It feels like these should be neutral to the level of the PCs, but on the other hand there are no more goblins once the PCs reach level 7 and only giants start appearing until level 11 when the giants disappear and are replaced by dragons. The other parts of the system are not that believable.
 

Let's say you started play in a realm where there are tornadoes or hailstorms. Your characters level up to 5th level.
Do those weather conditions get more severe because the group is now Tier 2?

What would that mean for the town or village where they are?

Would your heroes help the commoners who are now in more danger because of them?
Like many people, no.

If the PCs move into a new region with worse weather then fine, of course, and the PCs will likely help whoever lives there. But if you are talking the same area? No.

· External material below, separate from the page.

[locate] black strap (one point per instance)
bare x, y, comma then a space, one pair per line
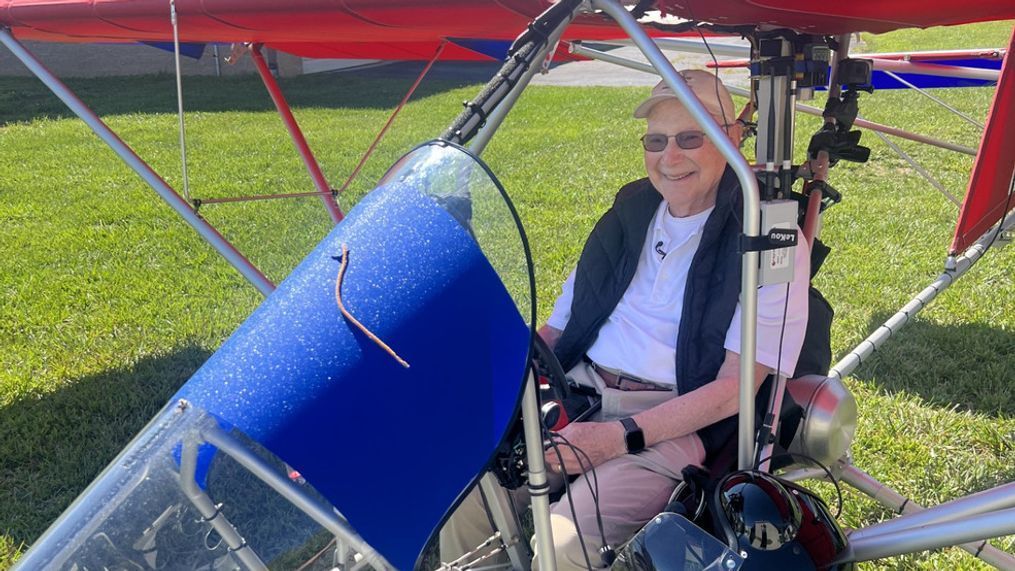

Of course there is also the issue of "this is part of the story arc" where the PCs have to find out why weather is getting more severe and how to stop it. Perhaps a god of weather feels affronted and is causing havoc?

I don't scale anything by PC level. Not random encounters, nothing. The game world is the game world and that is all. Certain areas are more dangerous, of course and when the PCs venture there they get caught up in more dangerous adventures. If they go there too soon, they'll die probably. And they can always grab a "easy adventure" hook for going against lower-threats.
 

Another good way to scale things is on the time scale. Time passes because little of much threat happens. Story time slows down when the big things happen, when the high level characters need to bring out the big guns.

Look at it like earth quakes or weather events. Lots of minor things at the local scale (earthquakes of ~2 happen every day in a fault zone), occasional ones that shake (earthquake of ~4), and then things get really scary with the once a decade 5 or 6. As a DM, you can say time passes with the group narrating easily overcoming small challenges at high levels. Then zoom in on the real epic events where it is a challenge, and they can shine at high levels.
 

No.

however, let's examine what that might actually look like. Just for funsies.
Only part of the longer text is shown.